No sé cómo ni por qué visitó aquel taller de hojalatero, ni cómo llegó al taller del cuchillero, pero se sentó en un rincón haciéndose el dormido, y el jefe de los taladros, no queriendo preocuparle, se colocó detrás del banco y acarició complacido las piedras de afilar (los artesanos suelen padecer obsesiones tan insignificantes). Cuando sus respiraciones se sincronizaron, Roby abrió los ojos, sacó una vieja navaja del bolsillo e imitó al desconocido que tenía enfrente. Habría sido una decepción acariciar aquella hoja desafilada que ni siquiera era capaz de rebañar un yogur. El experimentado ojo del jefe de los taladros diagnosticó inmediatamente el problema y se apresuró a afilar la inútil navaja. Luego arrastró la hoja recién afilada hasta la parte exterior de su dedo índice izquierdo y dejó una pequeña línea roja junto a una hilera de innumerables cicatrices similares. «No es nada, sólo un pequeño arañazo». Se rio y devolvió el cuchillo a su dueño. «Si es necesario me encontrarás en la unidad de desmontaje», añadió y salió de la habitación. Robert, sin poner la hoja en contacto con su piel, ensayó dos veces un corte en su muñeca izquierda (esperaba encontrar diez pares de cuerdas metálicas debajo y no un montón de circuitos taiwaneses), pero inmediatamente cambió de opinión y consideró si un corte en el estómago o en el pecho tendría mejor resultado. Un escalofrío le recorrió la espina dorsal, pero se dio cuenta y lo neutralizó.

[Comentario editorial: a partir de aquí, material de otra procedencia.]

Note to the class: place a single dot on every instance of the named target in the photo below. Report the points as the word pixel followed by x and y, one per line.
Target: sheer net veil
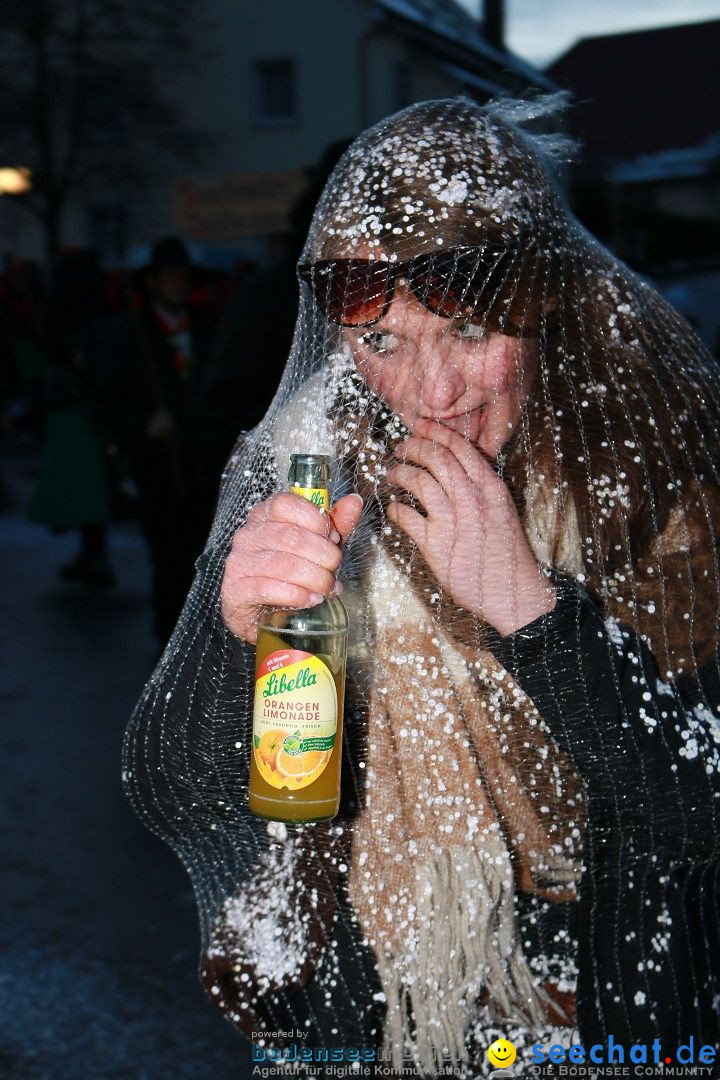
pixel 527 841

El aire desprendía un olor nauseabundo, algo entre un pedo de judías mal cocidas y un olor a uvas podridas, y un enjambre de caracoles (de la especie Helix aspersa, según me explicó un domador de caracoles poco después) que seguían órbitas circulares desordenadas cubrió la pantalla hasta que lo perdí de vista.
No vi si finalmente se abrió las venas o el torso, tal vez se arrepintió y salió de la cuchillería entero, pero sólo la sospecha de que tal pensamiento cruzó su mente es una triste historia
Traducción del griego de Panagiota Papadopoulou.